According to ProPublica, Grace’s struggles in school are also not uncommon. Schools across the country have reported that tens of thousands of students nationwide have fallen behind on the remote-learning schoolwork necessitated by covid-19 precautions, many citing difficulties staying motivated without classroom instruction or even a physical learning environment. In Grace’s case, the special-needs student had asked her teacher for one-on-one help the day after her caseworker reported her for violating probation.
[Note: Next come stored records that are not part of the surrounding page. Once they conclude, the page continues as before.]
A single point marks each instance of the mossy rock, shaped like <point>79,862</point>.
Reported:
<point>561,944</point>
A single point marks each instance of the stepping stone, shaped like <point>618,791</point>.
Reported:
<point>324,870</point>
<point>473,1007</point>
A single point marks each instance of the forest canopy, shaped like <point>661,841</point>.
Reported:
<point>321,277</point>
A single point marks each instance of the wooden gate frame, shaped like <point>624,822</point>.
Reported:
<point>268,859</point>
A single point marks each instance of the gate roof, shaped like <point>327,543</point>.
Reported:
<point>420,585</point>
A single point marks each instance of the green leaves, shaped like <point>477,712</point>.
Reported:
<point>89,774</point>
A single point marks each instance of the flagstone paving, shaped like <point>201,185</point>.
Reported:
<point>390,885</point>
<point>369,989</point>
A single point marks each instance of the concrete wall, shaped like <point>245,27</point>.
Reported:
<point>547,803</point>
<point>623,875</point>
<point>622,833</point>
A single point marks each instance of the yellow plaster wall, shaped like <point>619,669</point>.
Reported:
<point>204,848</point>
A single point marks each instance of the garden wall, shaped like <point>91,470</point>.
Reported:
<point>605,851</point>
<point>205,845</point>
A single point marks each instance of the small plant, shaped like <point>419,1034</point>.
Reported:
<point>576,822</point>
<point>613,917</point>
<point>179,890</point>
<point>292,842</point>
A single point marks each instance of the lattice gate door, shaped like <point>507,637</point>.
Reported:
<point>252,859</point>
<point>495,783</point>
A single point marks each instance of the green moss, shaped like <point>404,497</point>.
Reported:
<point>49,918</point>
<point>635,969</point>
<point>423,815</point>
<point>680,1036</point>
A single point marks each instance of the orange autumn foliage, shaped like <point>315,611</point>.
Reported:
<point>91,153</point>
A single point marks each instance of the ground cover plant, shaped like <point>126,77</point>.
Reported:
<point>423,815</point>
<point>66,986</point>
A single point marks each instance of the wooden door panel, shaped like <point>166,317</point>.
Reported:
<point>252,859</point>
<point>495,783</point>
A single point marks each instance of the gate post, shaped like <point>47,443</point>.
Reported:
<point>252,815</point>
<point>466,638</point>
And though Grace had been participating in therapy sessions and had stayed out of trouble until she was reported for the crime of being sleepy, Judge Brennan sent her to the Children’s Village juvenile detention center outside Detroit until her sentence is revisited in September. (Grace has been held at Children’s Village for more than two months and has only been allowed three visits with her mother.) There, the child who overslept is shackled before virtual court hearings, meets less regularly with a therapist than she did while living with her mother, and has yet to meet with a teacher either in-person or online.

In an April hearing, Brennan admonished Grace by telling her that “Most people go through their entire youth without having the cops have to come to their house because they can’t get themselves together.” That’s true, though most teenagers also fight with their parents and siblings and briefly experiment with shoplifting, so it’s almost as if there is a double standard where behaviors are normalized for white children and grounds for incarceration for Black children. Grace, on the other hand, appears to have a much better grasp on the brutal unfairness of the situation than the concerned white lady with the gavel:

“My mom and I do get into a lot of arguments, but with each one I learn something and try to analyze why it happened,” she told the judge in the same hearing. “My mom and I are working each day to better ourselves and our relationship, and I think that the removal from my home would be an intrusion on our progress.”